As Reston starts a new, somehow even more elite year, our fabulous fake downtown has, in fact, implemented paid parking. But what if you forget, or maybe "forget," to download the fabulous Park RTC app, follow the 34-step registration process which at least probably doesn't translate your personal information into Cyrillic for the convenience of our new Russian data overlords, and then use your stubby fingers to (hopefully) enter your license plate number? What fresh hell awaits parking scofflaws in our new world order?
They won't boot your car, silly rabbits! That's like something you'd see in a real icky downtown, where
poors people might not even have the means to pay for a smartphone and data plan to manage their parking when they pull their late model domestic vehicles over to stop at a "bodega," or whatever, because they don't have elite midscale chain shopping options like cupcakeries and gourmet salad places. Instead, you'll experience a premium parking enforcement experience:
Repeat offenders could be stuck with the “bumblebee,” a device that is suctioned to the windshield so a driver cannot see out to drive a car away. To get the device removed, they must call security and pay a $35 fee.No word on whether the suction cups are made of premium velvet.
The funny thing is that this device is usually called a "barnacle." But we guess the elite crisis management team advising RTC decided that sounded too crusty and reminiscent of non-elite seaside villages where a different class of people say things like "chowda" and "wicked sad bah scene," so they "rebranded" our parking immobilizer of choice to fit in with our more sophisticated sensibilities.

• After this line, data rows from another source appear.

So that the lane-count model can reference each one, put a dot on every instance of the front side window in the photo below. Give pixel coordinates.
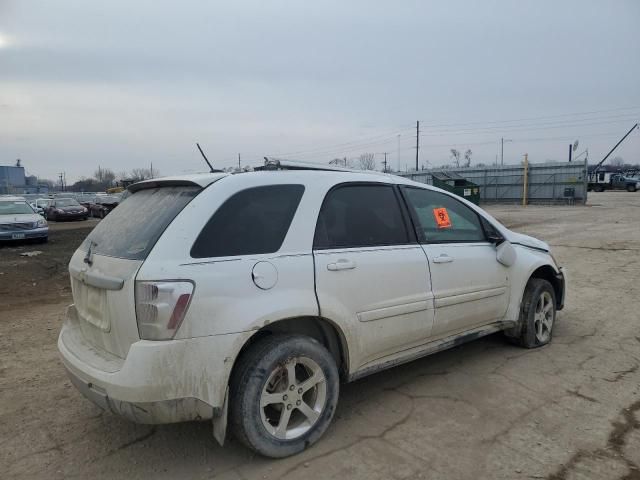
(441, 218)
(253, 221)
(360, 215)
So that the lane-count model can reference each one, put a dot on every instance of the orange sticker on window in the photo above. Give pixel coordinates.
(442, 217)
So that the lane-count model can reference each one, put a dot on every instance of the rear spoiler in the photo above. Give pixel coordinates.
(146, 184)
(197, 180)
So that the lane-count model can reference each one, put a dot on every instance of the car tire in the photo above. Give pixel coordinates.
(266, 406)
(537, 314)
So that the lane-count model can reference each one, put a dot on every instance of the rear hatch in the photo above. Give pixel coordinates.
(104, 267)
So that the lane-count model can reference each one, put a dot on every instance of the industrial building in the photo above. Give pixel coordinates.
(14, 181)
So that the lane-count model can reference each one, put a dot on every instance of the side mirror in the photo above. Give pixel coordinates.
(495, 238)
(506, 254)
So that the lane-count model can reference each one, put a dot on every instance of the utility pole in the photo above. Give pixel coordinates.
(417, 143)
(398, 152)
(525, 181)
(502, 142)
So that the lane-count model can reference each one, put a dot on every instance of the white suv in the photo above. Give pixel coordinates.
(251, 296)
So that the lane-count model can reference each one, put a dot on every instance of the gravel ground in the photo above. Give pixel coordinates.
(484, 410)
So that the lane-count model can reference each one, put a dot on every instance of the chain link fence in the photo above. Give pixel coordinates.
(547, 183)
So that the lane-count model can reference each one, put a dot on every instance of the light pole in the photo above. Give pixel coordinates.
(398, 152)
(502, 140)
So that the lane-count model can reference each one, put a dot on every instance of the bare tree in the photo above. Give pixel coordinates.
(342, 162)
(455, 155)
(366, 161)
(139, 174)
(467, 158)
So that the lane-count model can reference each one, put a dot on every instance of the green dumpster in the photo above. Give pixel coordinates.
(452, 182)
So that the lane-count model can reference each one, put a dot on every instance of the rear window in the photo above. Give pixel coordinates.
(132, 229)
(250, 222)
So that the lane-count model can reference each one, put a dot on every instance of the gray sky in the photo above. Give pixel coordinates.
(122, 84)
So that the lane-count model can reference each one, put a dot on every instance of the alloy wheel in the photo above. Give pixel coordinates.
(543, 317)
(293, 398)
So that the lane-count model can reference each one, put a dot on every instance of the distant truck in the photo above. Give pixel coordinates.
(601, 181)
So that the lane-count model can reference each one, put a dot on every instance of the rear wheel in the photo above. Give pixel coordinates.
(283, 394)
(537, 314)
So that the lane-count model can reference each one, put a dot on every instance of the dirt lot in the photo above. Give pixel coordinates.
(487, 409)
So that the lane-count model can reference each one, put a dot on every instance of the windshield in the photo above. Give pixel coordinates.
(67, 202)
(131, 230)
(14, 207)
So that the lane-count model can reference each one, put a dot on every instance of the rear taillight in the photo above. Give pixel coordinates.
(161, 307)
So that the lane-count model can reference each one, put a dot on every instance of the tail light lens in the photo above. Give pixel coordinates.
(161, 307)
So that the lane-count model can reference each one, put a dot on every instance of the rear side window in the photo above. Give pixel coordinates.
(441, 218)
(133, 227)
(360, 216)
(250, 222)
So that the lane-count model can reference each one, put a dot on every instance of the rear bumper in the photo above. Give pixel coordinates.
(70, 216)
(159, 381)
(33, 233)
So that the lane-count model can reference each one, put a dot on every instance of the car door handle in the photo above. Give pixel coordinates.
(341, 264)
(443, 258)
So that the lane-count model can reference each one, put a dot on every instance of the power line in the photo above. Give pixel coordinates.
(533, 118)
(337, 146)
(515, 128)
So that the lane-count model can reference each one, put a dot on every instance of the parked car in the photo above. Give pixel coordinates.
(36, 208)
(19, 221)
(42, 203)
(601, 181)
(249, 297)
(66, 209)
(102, 205)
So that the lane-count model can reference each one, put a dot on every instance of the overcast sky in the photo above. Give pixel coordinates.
(125, 83)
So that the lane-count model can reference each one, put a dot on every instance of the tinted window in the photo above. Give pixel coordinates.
(253, 221)
(360, 216)
(132, 229)
(441, 218)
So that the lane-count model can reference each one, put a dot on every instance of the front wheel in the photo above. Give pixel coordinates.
(283, 394)
(537, 314)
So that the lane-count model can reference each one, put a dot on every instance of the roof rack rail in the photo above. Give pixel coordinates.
(271, 163)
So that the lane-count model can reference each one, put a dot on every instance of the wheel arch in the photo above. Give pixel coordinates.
(321, 329)
(548, 273)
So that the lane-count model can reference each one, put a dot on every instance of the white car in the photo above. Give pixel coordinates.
(19, 221)
(251, 296)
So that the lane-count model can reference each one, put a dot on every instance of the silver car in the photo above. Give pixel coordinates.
(19, 221)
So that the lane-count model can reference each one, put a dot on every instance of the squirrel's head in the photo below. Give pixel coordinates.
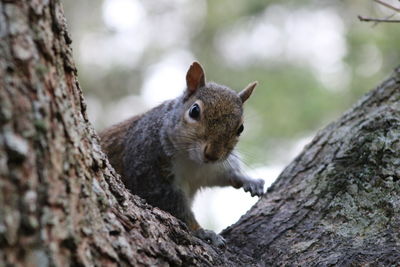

We haven't seen our first bumblebee in the wild as of yet, as we carb-binged on midscale chain appetizers over the weekend while parking was still free. And the crisis management folks said that they'd gradually ramp up enforcement. But just as certain as spring, they're coming.
Update: The RTC
crisis management charm offensive continues. Feast your eyes on this explanation of how to (maybe) get your parking validated.
Somehow this Proustian explanation doesn't include the actually useful tidbit that not all validations are valid in all RTC garages (what?), but that's somewhat moot since our eyes glazed over somewhere around the fifth line of text until the all-caps SESSION OPTIONS jolted us awake again, the end.